Pero no era fácil desanimar a Jason, que la atrajo más hacia él. El calor de su cuerpo la empapó y
debilitó su voluntad. Sus labios la rozaron y a punto estuvo de que las piernas dejaran de sujetarla.
-Porque las cosas no están bien entre nosotros y sólo conseguiríamos complicarlo todo aún más.
Él la soltó.
-No me gusta que no nos hablemos. No solucionas nada estando enfadado conmigo y sin querer
hablarme.
-¿Ah, no?
-Tienes razón -dijo tras un segundo de reflexión-. Lo siento. No debería haberte dicho eso, pero es
que tienes que...
-¿Cambiar? -sugirió, dando un paso hacia ella-. De eso se trata, ¿no? De que no hago lo que quieres.

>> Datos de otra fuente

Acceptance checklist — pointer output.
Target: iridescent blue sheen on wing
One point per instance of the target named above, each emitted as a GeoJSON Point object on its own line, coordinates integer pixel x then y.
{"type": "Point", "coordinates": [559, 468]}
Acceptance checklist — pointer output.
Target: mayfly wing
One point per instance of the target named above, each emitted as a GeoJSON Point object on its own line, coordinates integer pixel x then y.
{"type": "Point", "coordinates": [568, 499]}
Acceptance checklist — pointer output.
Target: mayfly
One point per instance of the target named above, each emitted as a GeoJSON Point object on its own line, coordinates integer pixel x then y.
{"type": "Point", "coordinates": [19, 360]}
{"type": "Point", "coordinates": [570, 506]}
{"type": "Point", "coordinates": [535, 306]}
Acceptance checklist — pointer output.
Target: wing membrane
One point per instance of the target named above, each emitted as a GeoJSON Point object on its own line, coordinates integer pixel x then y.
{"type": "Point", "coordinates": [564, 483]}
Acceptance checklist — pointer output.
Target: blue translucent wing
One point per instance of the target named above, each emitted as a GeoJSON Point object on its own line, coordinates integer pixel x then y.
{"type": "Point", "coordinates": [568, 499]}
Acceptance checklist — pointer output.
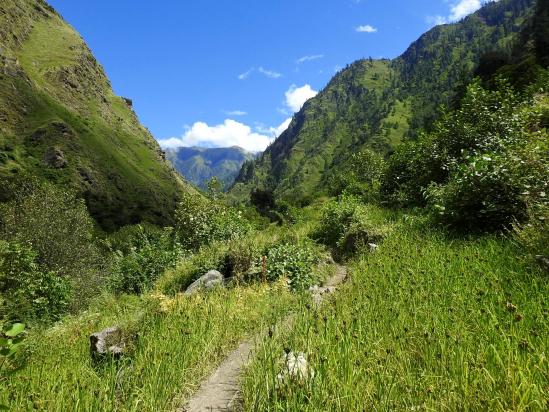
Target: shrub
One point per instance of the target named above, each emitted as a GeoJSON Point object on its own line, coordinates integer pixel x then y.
{"type": "Point", "coordinates": [28, 293]}
{"type": "Point", "coordinates": [200, 221]}
{"type": "Point", "coordinates": [346, 226]}
{"type": "Point", "coordinates": [336, 219]}
{"type": "Point", "coordinates": [296, 262]}
{"type": "Point", "coordinates": [144, 254]}
{"type": "Point", "coordinates": [360, 176]}
{"type": "Point", "coordinates": [534, 235]}
{"type": "Point", "coordinates": [56, 225]}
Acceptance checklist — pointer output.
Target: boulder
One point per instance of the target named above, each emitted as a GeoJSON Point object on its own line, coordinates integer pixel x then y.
{"type": "Point", "coordinates": [296, 368]}
{"type": "Point", "coordinates": [107, 342]}
{"type": "Point", "coordinates": [209, 281]}
{"type": "Point", "coordinates": [55, 158]}
{"type": "Point", "coordinates": [543, 261]}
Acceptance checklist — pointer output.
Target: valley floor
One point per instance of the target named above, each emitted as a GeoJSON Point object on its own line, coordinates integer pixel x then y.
{"type": "Point", "coordinates": [427, 322]}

De que pretendes cambiarme.
A la escasa luz del porche vio la ira en sus facciones, y el dolor. Le había dicho antes que no estaba
dispuesto a cambiar su vida para complacer a una mujer, tal y como había hecho su padre. Pero ella no
lo veía igual.
-No. No se trata de eso. Es que no podemos solventar nuestros problemas a menos que queramos
trabajar en ello.
-Sí que lo es -insistió él, acercándose más, acorralándola-. Eso es lo que quieres. Que cambie mi forma
de hacer las cosas. Que las haga como tú quieres.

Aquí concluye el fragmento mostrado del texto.